No dia 6 de janeiro de 2026, em uma delegacia de São Paulo, um jovem negro aguarda ser liberado após mais uma prisão baseada em reconhecimento fotográfico equivocado. Histórias como esta, que se repetem em delegacias de todo o Brasil, ganham agora um novo capítulo: o Ministério da Justiça e Segurança Pública acaba de estabelecer as primeiras regras federais para o uso de inteligência artificial no reconhecimento de pessoas em investigações criminais.

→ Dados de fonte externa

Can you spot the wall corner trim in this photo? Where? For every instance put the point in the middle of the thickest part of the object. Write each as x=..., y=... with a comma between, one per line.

O ministro Ricardo Lewandowski assinou a Portaria nº 1122/2026, que institui o Protocolo Nacional de Reconhecimento de Pessoas em Procedimentos Criminais. A medida se aplica às Polícias Civis, à Polícia Federal e à Força Nacional de Segurança Pública. Entre as inovações, está a autorização para uso de IA na geração de imagens que compõem os alinhamentos fotográficos apresentados a vítimas e testemunhas, com exigências de transparência, rastreabilidade e diversidade fenotípica. A adesão ao protocolo será critério para priorização de recursos do Fundo Nacional de Segurança Pública.

A regulamentação surge em um contexto onde estudos acadêmicos e organizações de direitos humanos documentam extensamente o viés racial dos sistemas de reconhecimento facial. A tecnologia apresenta taxas de erro significativamente maiores para pessoas negras, perpetuando o que Lélia Gonzalez chamou de racismo por denegação: um sistema que se apresenta como neutro e técnico enquanto reproduz hierarquias coloniais. O protocolo tenta mitigar esses riscos ao exigir variações de fenótipo nas imagens geradas por IA, mas a questão permanece: pode a tecnologia corrigir vieses que estão enraizados na estrutura social brasileira?

Pela perspectiva da Coletividade e da Justiça/Reparação que orientam a ética do bem viver, esta regulamentação representa uma faca de dois gumes. Por um lado, a exigência de registro formal do uso da IA, indicando ferramentas empregadas e justificativas, abre caminho para maior accountability. Por outro, legitima o uso de tecnologias de vigilância que historicamente recaem de forma desproporcional sobre comunidades negras e periféricas. O verdadeiro teste será se essas regras servirão para proteger direitos fundamentais ou se oferecerão apenas uma verniz de legalidade para práticas de perseguição automatizada.

Como podem as comunidades afro-brasileiras e os movimentos de justiça racial participar ativamente da fiscalização e da evolução dessas regulamentações, garantindo que a tecnologia sirva à reparação histórica e não à perpetuação de injustiças?